Rinus Vermue examined the reception of various image techniques with the help of memorable expressions (topoi,commonplaces) that offer qualitative descriptions of these techniques’ realism. He will defend his dissertation on November 2 at Utrecht University.
The image techniques in question are perspective painting, the novel, photography, television, and film. The commonplaces under discussion consist, respectively, of comparisons of works of art to mirrors and windows, associations with Zeuxis and his selection method, the ‘condemnation’ of images as lies, and the appropriation of pictured reality.These commonplaces derive from Renaissance theorists no less than antique writings and are alike in the manner in which they arise, fall out of use, and are then reintroduced. Vermue tried to trace and explain this development of the commonplace.
Art imitates nature
Every newly invented image technique is approached with the same enthusiasm and approving metaphors. Images are compared to windows and mirrors and, in the case of the photograph, to shadows, to depict their exactitude. These comparisons implicitly contain the promise of total representation, the bringing forth of the perfect illusion of reality in color and relief, and later also in movement and sound.
Too much realism
Although initial reviews are not always positive (too much realism is regarded as a potential danger for mental health), the procedure is widely embraced and adaptations are made. One of these adaptations is the method of selection made famous by the legend of Zeuxis: since a single model did not contain all the desired features, the artist combined separate fragments of different models into one whole.
Nature imitates a lie
The notion of exact representation recedes into the background, and the images begin to be compared to lies. Less and less can the artist point to the window through which he/she looked in making the image or fragments for it. More and more the image becomes an unreconstructable collage of many models or artefacts of nature.

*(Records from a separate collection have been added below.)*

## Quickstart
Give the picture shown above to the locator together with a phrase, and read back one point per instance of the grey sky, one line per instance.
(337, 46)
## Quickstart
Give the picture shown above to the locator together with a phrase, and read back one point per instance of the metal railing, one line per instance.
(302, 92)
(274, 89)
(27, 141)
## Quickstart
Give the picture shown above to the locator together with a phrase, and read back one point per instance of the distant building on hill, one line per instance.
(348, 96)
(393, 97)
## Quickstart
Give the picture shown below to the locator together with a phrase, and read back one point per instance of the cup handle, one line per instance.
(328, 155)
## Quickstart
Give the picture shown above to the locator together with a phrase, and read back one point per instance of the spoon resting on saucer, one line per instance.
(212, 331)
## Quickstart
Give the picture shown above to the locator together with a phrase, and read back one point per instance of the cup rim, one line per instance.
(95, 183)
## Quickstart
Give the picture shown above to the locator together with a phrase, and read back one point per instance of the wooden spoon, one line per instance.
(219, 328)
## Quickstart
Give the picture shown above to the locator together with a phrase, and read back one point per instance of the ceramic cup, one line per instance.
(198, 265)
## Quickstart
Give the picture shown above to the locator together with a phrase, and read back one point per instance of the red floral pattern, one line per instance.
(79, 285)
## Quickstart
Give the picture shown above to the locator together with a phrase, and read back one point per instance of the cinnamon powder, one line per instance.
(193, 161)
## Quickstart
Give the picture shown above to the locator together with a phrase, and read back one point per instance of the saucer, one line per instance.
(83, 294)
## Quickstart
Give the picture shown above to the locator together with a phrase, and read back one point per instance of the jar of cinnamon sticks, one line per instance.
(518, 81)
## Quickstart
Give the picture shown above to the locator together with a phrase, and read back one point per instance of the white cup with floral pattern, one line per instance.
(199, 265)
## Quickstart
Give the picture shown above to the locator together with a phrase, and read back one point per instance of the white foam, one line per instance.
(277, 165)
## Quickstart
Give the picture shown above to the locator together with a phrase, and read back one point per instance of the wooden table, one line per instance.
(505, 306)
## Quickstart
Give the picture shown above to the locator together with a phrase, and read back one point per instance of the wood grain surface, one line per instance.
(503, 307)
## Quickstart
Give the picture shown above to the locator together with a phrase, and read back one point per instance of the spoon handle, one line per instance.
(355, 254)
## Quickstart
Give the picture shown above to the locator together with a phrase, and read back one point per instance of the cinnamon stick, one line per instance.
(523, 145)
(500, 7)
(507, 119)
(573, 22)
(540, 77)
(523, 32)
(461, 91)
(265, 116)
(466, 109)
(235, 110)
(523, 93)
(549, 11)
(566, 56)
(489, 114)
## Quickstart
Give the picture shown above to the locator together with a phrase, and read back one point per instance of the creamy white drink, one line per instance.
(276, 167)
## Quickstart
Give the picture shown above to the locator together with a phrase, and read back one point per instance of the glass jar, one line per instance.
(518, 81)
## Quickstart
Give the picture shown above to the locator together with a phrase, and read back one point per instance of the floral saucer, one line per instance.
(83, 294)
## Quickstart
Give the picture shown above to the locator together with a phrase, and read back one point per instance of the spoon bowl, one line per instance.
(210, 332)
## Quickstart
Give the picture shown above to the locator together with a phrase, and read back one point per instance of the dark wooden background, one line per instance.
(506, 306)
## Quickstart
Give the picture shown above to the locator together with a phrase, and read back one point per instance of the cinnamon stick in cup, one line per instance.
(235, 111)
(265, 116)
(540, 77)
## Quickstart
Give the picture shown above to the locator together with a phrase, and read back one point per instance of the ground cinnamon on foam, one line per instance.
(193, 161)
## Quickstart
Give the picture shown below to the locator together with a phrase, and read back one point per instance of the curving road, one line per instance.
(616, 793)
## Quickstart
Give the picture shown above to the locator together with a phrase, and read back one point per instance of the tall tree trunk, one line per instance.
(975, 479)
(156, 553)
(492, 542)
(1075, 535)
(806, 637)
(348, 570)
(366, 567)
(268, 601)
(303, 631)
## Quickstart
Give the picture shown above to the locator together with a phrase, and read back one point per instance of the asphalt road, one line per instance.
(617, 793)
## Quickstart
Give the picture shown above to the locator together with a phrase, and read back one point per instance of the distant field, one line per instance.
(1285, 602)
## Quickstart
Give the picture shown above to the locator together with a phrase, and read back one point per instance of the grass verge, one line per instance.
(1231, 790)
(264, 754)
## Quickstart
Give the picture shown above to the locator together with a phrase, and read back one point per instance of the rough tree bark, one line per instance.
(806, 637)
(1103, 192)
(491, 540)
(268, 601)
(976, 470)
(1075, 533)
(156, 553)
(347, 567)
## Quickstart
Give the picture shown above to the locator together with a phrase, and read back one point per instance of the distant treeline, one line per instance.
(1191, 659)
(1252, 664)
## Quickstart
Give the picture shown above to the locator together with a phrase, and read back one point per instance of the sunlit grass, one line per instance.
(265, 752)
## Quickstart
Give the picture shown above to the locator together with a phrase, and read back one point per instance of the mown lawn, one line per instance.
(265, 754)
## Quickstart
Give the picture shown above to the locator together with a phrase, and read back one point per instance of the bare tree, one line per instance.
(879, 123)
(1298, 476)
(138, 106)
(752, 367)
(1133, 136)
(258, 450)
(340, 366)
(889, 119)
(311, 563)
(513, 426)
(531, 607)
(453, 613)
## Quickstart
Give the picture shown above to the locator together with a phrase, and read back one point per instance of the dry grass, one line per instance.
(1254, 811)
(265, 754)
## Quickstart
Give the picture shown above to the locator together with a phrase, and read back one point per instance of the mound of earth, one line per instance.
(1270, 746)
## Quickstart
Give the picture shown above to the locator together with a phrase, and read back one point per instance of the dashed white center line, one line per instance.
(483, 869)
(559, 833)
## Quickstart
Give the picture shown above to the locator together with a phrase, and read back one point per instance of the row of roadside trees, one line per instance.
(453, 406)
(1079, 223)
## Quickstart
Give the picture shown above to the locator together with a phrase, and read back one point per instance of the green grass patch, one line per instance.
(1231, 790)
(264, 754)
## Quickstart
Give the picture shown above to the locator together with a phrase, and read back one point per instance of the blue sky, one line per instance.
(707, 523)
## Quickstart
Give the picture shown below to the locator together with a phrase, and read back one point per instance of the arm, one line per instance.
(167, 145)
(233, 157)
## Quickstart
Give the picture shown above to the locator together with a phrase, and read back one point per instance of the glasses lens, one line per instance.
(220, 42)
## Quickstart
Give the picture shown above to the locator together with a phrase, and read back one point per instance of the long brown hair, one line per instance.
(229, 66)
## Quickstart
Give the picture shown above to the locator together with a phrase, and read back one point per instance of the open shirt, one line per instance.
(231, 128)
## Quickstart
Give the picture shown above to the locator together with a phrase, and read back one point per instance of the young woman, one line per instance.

But drawing a parallel between an artwork and a lie is not detrimental to the reputation of the arts. To the contrary, by selecting and combining typical things the artist penetrates to the essence of reality. The public recognizes this. In the end the public appropriates the images, unconsciously, into their mental set and their behaviour. This is what is meant by ‘life imitates art’.
Apart from being a re-examination of old and established art-theoretical convictions, this dissertation is also meant to contribute to the discussion of media-archaeology. It will not be a ‘polishing and perfecting of the great archaic ideas’ (Zielinski) nor will it fall into ‘the temptation to clean and polish [the story] until it will sparkle in the unambiguous light of certainty’ (Huhtamo). The ideas and stories in this study are not clear and distinct, still less immutable. The reception of each new image technique seems to resemble that of an older one, irrespective of cultural period, art-historical theories and historical movements. Furthermore, the reception of digital social media seems to fit within the structure demonstrated here. Therefore this study should be a constructive contribution to the discussion of old and new media.